O governador Tarcísio de Freitas (Republicanos) afirmou, em novembro do ano passado, que o mercado de trabalho tem dado cada vez menos importância para os diplomas, enquanto tem priorizado as habilidades das pessoas na hora de contratar funcionários.
“A gente está dando uma coisa pra vocês que é fundamental: ferramenta. O mercado é cada vez mais exigente, mais seletivo e menos desapegado dos diplomas. Diploma cada vez tem menos relevância; a competência tem cada vez mais relevância. O mercado está cada vez mais interessado em saber o seguinte: quais são as suas habilidades e menos interessado em onde você se formou”, disse ele durante evento sobre a expansão do ensino médio técnico nas escolas da rede estadual do estado.

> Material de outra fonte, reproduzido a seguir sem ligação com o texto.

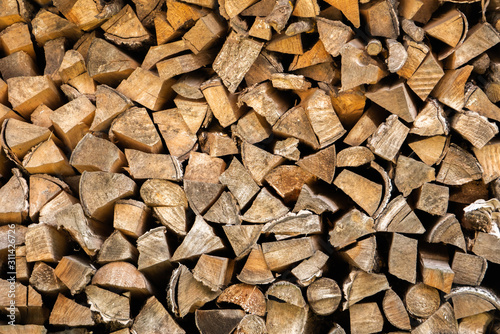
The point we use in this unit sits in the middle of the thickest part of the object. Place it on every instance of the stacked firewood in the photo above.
(246, 167)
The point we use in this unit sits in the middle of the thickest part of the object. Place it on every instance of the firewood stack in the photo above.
(246, 167)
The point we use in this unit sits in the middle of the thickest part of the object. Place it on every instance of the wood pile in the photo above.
(246, 166)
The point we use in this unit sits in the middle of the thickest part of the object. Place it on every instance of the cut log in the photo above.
(130, 217)
(381, 18)
(67, 312)
(398, 217)
(256, 269)
(201, 239)
(154, 253)
(443, 320)
(235, 59)
(358, 67)
(349, 182)
(27, 93)
(177, 135)
(395, 311)
(213, 271)
(436, 271)
(360, 285)
(411, 174)
(422, 300)
(185, 294)
(447, 230)
(469, 269)
(117, 248)
(366, 318)
(265, 208)
(458, 167)
(388, 138)
(111, 308)
(122, 276)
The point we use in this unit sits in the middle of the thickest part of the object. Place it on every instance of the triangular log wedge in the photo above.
(242, 237)
(134, 129)
(398, 217)
(201, 239)
(100, 190)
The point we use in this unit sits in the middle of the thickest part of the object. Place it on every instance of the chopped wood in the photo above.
(469, 269)
(355, 60)
(422, 300)
(256, 269)
(388, 138)
(122, 276)
(395, 311)
(447, 230)
(398, 217)
(458, 167)
(442, 320)
(349, 182)
(324, 296)
(360, 285)
(366, 318)
(200, 239)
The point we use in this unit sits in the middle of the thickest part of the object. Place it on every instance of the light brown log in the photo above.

Segundo o governador, os alunos estão recebendo as ferramentas que interessam para atuar no mercado de trabalho já na escola. Na sequência, o governador disse que as instituições estavam “enchendo” os alunos das ferramentas necessárias para se desenvolverem bem.

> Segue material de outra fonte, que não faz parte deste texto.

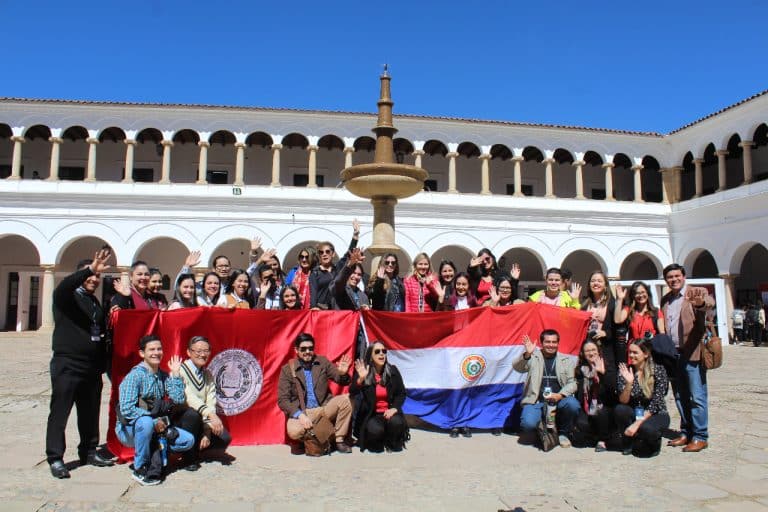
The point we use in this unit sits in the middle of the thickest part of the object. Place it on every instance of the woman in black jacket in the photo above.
(378, 392)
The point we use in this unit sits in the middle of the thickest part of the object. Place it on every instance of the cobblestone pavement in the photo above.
(484, 473)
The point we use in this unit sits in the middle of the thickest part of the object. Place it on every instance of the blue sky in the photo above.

No final do ano passado, a Secretaria da Educação anunciou que a meta da expansão do ensino técnico é atingir 230 mil alunos matriculados na modalidade em 2026, um aumento de 85,48% em relação às 124 mil matrículas no modelo atualmente.
Mesmo com essa expansão, no entanto, o número passa longe de atingir um objetivo que o secretário da Educação, Renato Feder, tinha no início da gestão: chegar ao último ano do governo com metade dos mais de um milhão de estudantes de ensino médio matriculados no técnico.
Questionado sobre o tema pelo Metrópoles, o secretário disse que esta é uma meta para o estado a longo prazo. “Essa meta não era para os primeiros anos de gestão. Era uma meta a longo prazo, porque mesmo quando você olha para a Europa, é difícil subir dos 50%. Então, eu vejo que em alguns anos, São Paulo vai chegar a 50%.”
A secretaria afirma que, somando os estudantes do ensino médio técnico na rede com aqueles já matriculados nas Escolas Técnicas (Etecs), do Centro Paula Souza, o estado terá 321 mil jovens na educação profissional, o que equivaleria a 40% dos alunos da 2º e 3º ano da última etapa da educação básica.
O número de escolas que vão oferecer o ensino profissionalizante no estado vai sair de 1.813 para 2.212 unidades. Durante o evento, Tarcísio disse que os números mostram que o governo está “na direção certa”.